There’s little doubt the effect computers, the web and technology have had on modern business. However, as the digitalization of commerce continues apace, the need for so-called ‘clean’ data is becoming more and more important.
It’s estimated the majority of businesses currently store vast screeds of outdated, duplicated or useless data. With the increasing trend towards cloud IT services and Software as a Service (SaaS) models, which are mostly charged on a per-use basis, having data integrity is now more essential than ever to save squandering money.
Moreover, as the use of Artificial Intelligence (AI) and machine learning become more common in firms, the importance of good data hygiene is beginning to play an increasingly important role. But just what is data hygiene, and what steps can you implement to ensure your firm is only storing what it needs? Read on for some top tips used by the pros.
What is data hygiene?
Not so long ago there was a widely held (but erroneous) belief that the more data a company held, the better it would be able to operate. However, significant shortfalls have been revealed in this ethos. With the gradual shift to digitalization, systems are often overwhelmed or rendered ineffective with poor data. While automation is undoubtedly transforming today’s commercial landscape, as a general rule, the quality of output from these systems is largely determined by the quality of the data they’re supplied in the first place.
Take the all-too-common scenario of outdated client data – contact names, phone numbers, email, etc. If you set up a mailing list using an automated email marketing service, you run the risk of using incorrect contact details for clients or even possibly causing offense by addressing mails to the wrong person.
However, data hygiene goes far beyond just potentially causing distress or annoyance. For example, if your company is storing inaccurate stock data or inventory figures, you could run the risk of making errors of judgment in terms of ordering new materials. Likewise, if your expenditure vs income figures are off the mark, you’ll likely end up overestimating your profit lines.
The importance of quality data
In today’s increasingly data-driven world, the quality of your data is almost more important than the amount you store. There’s little point in having page after page of inaccurate information – in fact, as outlined earlier, bad data could end up harming your firm. From incomplete to inaccurate or outdated data, the decisions you make as a company could be in jeopardy if you can’t be sure of its quality.

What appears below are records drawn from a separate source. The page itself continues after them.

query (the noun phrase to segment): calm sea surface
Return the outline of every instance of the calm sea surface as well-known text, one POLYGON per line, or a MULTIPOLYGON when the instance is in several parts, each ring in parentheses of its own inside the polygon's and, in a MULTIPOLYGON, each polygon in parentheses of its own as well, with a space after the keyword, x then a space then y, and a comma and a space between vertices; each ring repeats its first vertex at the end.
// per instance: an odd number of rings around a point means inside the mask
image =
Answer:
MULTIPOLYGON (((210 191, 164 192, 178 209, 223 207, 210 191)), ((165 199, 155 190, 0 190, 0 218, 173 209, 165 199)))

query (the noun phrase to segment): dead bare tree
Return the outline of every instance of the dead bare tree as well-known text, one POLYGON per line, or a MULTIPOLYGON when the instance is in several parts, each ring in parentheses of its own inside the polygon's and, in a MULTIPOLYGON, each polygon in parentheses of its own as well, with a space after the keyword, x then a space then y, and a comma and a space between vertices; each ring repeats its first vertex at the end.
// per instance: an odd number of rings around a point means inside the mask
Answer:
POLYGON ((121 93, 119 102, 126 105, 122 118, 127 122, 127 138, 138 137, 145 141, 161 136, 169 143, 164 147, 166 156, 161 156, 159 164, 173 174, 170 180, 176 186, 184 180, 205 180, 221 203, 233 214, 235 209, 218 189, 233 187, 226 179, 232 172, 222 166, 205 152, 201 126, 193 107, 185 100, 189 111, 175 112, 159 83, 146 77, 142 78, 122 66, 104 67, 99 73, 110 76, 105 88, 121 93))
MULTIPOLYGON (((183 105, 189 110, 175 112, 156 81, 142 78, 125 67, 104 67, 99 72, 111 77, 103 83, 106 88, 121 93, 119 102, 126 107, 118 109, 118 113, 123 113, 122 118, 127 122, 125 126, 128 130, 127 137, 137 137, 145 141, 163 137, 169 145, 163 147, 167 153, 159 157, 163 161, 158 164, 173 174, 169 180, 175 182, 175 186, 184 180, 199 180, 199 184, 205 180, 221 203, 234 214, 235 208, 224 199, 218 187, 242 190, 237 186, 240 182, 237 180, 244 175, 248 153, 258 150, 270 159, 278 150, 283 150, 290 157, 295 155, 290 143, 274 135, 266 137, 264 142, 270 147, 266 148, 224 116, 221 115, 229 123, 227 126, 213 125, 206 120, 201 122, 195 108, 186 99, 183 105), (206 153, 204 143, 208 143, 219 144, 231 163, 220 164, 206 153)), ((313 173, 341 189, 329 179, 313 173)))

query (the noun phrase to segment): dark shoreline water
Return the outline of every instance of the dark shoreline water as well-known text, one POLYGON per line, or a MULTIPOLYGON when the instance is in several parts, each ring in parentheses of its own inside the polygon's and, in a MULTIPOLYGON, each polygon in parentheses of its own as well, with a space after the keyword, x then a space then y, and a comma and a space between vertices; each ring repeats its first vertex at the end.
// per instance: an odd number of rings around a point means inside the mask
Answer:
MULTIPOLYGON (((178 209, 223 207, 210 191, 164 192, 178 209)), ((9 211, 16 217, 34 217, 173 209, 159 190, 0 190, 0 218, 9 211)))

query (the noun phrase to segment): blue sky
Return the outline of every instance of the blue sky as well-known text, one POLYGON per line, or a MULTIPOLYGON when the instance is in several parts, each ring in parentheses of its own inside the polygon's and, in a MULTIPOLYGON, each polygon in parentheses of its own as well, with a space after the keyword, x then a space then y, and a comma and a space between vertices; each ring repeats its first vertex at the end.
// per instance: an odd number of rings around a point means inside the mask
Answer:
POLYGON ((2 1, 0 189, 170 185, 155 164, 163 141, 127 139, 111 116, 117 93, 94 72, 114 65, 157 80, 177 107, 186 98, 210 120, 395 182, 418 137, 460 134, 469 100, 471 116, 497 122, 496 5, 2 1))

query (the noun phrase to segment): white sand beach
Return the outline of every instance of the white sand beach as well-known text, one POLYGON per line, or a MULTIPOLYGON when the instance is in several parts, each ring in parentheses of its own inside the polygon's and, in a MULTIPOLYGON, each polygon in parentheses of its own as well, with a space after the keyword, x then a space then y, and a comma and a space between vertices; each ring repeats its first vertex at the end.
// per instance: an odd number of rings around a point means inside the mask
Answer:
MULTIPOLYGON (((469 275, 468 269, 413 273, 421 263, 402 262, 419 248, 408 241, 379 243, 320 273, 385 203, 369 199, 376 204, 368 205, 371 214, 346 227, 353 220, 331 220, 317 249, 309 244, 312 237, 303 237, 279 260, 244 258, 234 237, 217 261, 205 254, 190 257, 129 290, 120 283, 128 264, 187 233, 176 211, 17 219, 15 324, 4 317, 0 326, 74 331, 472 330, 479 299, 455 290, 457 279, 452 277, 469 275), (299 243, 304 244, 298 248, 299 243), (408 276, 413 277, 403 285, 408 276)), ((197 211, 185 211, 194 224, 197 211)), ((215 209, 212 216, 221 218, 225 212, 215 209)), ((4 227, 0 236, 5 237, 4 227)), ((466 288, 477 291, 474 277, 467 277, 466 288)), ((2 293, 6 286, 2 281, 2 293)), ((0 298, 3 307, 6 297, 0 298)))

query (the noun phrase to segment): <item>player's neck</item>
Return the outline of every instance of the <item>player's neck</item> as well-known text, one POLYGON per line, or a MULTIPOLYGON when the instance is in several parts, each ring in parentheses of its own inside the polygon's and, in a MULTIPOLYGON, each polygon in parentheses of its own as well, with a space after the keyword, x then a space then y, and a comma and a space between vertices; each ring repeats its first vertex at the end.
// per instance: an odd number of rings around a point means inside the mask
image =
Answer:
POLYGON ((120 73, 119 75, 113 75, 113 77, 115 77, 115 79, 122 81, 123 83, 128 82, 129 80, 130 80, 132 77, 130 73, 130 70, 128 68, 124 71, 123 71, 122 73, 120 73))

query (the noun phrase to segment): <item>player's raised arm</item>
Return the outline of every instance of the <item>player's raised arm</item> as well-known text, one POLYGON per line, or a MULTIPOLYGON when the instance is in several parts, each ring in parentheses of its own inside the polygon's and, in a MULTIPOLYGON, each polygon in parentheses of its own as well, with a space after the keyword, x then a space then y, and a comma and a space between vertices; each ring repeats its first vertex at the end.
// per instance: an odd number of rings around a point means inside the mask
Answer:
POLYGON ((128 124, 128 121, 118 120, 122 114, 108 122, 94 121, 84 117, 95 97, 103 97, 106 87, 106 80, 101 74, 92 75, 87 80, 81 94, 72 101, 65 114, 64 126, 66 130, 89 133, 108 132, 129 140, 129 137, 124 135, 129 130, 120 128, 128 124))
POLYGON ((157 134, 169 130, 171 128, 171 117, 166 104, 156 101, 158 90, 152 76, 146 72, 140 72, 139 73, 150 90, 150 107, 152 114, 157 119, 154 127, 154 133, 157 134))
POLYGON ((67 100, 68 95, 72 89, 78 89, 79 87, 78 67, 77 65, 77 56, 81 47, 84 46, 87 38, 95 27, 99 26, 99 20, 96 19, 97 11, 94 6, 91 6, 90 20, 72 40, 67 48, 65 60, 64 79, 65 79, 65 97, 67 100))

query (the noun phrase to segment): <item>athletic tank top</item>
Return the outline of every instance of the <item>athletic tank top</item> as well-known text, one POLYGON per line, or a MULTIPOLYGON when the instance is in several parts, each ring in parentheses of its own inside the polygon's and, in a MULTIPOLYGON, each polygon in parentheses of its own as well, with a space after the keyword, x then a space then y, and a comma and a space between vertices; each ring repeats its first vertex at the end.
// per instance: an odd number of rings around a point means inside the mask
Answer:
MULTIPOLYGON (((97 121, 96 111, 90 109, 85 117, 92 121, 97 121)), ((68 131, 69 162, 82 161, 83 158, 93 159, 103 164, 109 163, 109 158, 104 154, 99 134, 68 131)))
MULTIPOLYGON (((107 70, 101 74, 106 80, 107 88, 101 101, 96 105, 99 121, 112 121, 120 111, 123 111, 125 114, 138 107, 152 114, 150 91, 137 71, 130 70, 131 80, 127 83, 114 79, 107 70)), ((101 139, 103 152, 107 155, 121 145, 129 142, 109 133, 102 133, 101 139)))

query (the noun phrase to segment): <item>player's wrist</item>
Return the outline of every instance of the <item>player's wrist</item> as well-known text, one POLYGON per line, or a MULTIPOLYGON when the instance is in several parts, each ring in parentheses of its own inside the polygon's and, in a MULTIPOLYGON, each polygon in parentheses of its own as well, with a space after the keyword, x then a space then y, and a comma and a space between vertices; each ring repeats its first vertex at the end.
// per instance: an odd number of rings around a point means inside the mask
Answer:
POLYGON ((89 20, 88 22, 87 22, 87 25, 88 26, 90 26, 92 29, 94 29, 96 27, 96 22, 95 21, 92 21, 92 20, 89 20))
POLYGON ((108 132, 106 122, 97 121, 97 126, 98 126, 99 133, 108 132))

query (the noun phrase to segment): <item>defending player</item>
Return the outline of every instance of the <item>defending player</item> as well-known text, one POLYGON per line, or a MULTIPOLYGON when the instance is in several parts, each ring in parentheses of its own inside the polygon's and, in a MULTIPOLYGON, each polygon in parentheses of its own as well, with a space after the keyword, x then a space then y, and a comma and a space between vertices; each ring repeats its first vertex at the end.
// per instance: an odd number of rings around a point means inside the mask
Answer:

Our interconnected, digital world has come to rely more and more on data to operate, so you should do all you can to ensure the information you store is accurate and up to date.
Steps to improve the integrity and quality of your firm’s data
Experts suggest data is now the world’s most valuable commodity – outstripping the worth of even traditional heavy-hitters like oil and gold. Better yet, a recent study by IBM points to the fact that the amount of data collected by companies is doubling per year, which only serves to further exacerbate the potential problems caused by poor quality information.
If you suspect your firm is currently storing bad data, below are a few steps you could take:
Check the accuracy of your data: You need to know your stored information is up-to-date and reflects the current situation. Unfortunately, there is no better way to do this than by manually checking record by record. While this might seem like an impossible task, bear in mind, your firm will continue to collect more and more information so, while it might seem a challenge now, it will only get worse if it’s not done now. If you need help checking data accuracy, you could look to working with a qualified data specialist that might employ Microsoft BI tools to take an impartial view of your datasets.
Check the consistency of your data: Whenever data is collected by more than one person or multiple departments, there is always the chance that irregularities in formatting or consistency could arise. You should try to gather individuals together to agree on a common format to store your data – and also check for duplicate entries.
Verify how complete your data is: As well as the problems above, it’s quite common to find missing elements in records. Again, unfortunately, the only way to rectify these mistakes is via a manual check to ensure everything is where it should be.
Check the data is uniform: The same applies to how data is recorded. For example, some people prefer to use centimeters and meters over inches and feet – however, most automated systems will struggle to differentiate between the two. When you come to clean your data, you should gather all interested parties together to agree to a uniform format – whether that be in size and weight measurements or even preferred currency for financial figures. Establishing these rules now could save you months of work further down the line.